Non-Linear Dictionary Approximation, Greedy Algorithms, and Applications to Neural Networks

Given a dictionary D of functions in a Banach space, we study the problem of how efficiently its convex hull can be approximated by n-term linear combinations of elements of D. In addition, we develop techniques for bounding the metric entropy and n-widths of the convex hull of D. These problems are important in analyzing statistical methods, such as L2-boosting and shallow neural networks, which perform regression using non-linear dictionary expansions. Our results generalize existing methods by taking the smoothness of the dictionary D into account, and in particular give sharp estimates for shallow ReLU^k neural networks. Consequences of these results include: the optimal approximation rates which can be attained for shallow ReLU^k networks, that shallow ReLU^k networks dramatically outperform linear methods of approximation, and that shallow ReLU^k networks outperform all continuous methods of approximation on the convex hull of single neuron functions. Finally, we discuss greedy algorithms for constructing non-linear approximations of target functions in the convex hull of D. We give optimal convergence rates for the orthogonal greedy algorithm when the convex hull of D has small metric entropy. A consequence of this is that the orthogonal greedy algorithm can train asymptotically optimal shallow neural networks.

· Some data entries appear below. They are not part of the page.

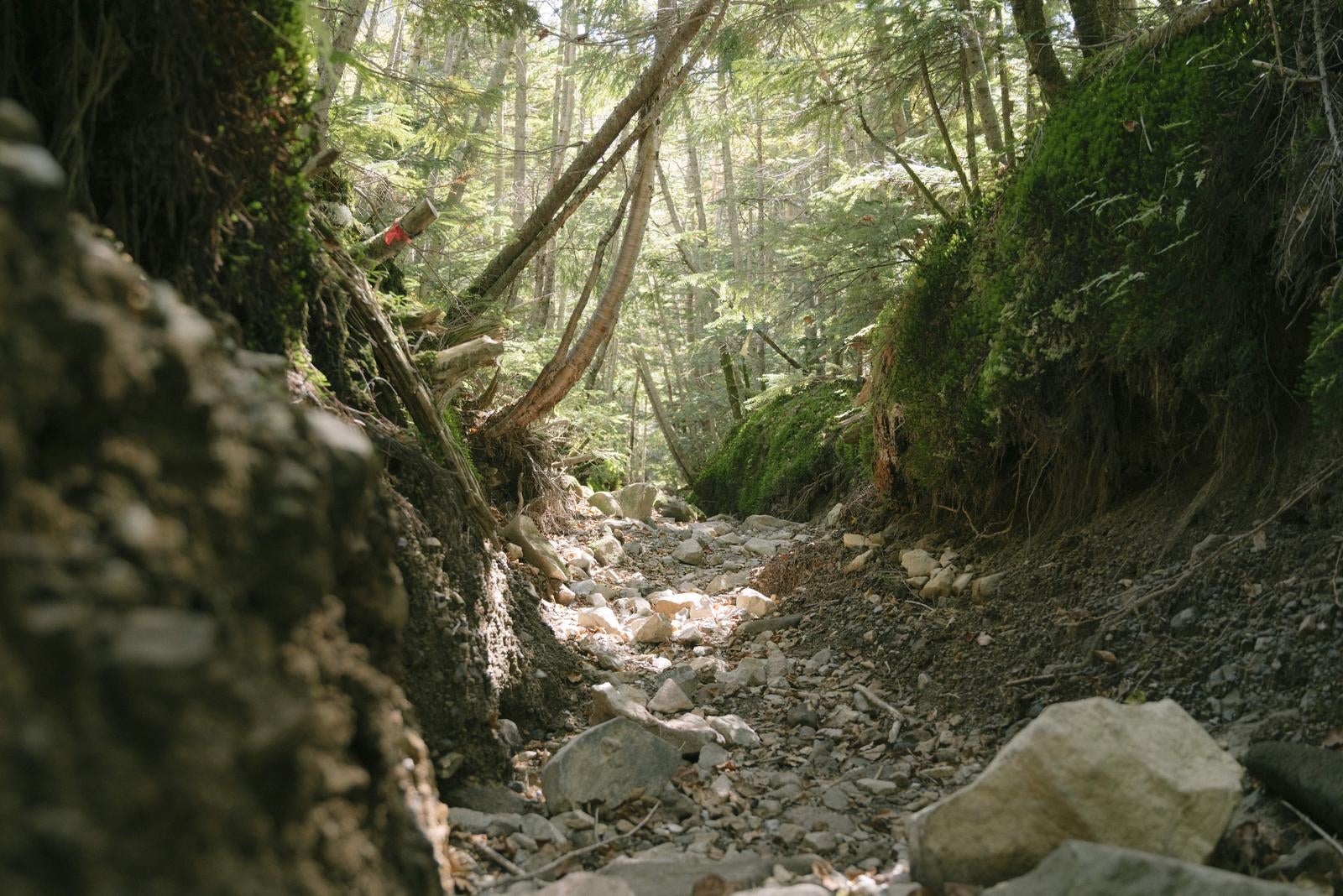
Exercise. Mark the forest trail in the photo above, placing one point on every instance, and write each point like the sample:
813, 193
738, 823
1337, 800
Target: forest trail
803, 779
799, 766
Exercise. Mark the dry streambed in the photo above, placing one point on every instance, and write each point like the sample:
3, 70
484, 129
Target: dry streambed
719, 757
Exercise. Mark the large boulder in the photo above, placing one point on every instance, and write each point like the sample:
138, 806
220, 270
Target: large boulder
637, 501
537, 549
688, 734
677, 508
1145, 777
1098, 869
610, 763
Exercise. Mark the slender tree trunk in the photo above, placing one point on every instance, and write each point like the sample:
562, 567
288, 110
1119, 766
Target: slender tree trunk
729, 380
980, 76
942, 128
541, 401
1005, 83
465, 154
1033, 29
394, 58
590, 154
729, 190
664, 423
344, 31
971, 149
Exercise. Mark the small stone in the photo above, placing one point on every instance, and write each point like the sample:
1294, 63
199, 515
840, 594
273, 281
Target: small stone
671, 698
655, 629
860, 561
917, 562
755, 602
689, 551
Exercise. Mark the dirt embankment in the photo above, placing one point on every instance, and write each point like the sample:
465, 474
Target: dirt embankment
1240, 623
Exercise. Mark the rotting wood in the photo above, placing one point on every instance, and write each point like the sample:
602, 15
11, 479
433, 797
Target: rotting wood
394, 362
398, 235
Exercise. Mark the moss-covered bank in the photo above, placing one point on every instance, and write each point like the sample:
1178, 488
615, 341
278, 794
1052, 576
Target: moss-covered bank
789, 455
1114, 310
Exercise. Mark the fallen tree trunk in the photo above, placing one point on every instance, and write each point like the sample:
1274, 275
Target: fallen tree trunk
588, 156
394, 362
453, 365
398, 235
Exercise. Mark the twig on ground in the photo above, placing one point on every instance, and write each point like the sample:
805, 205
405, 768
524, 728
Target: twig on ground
1330, 840
1143, 600
503, 862
527, 875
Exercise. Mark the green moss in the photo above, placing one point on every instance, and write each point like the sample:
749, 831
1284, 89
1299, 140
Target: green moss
787, 455
1108, 305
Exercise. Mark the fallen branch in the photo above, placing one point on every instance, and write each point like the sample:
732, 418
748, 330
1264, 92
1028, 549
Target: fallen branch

Short Bio: Jonathan Siegel is currently an assistant research professor at Penn State University working with Prof. Jinchao Xu, and will be joining the mathematics department at Texas A&M University in the Fall of 2022. He attended graduate school at UCLA and received a Ph.D. under the guidance of Prof. Russel Caflisch in 2018. In his dissertation, he studied optimization on manifolds and its applications to electronic structure calculations, for which he won the Pacific Journal of Mathematics Dissertation Prize. Since then, he has been a postdoc at Penn State working on optimization theory and the approximation properties of neural networks.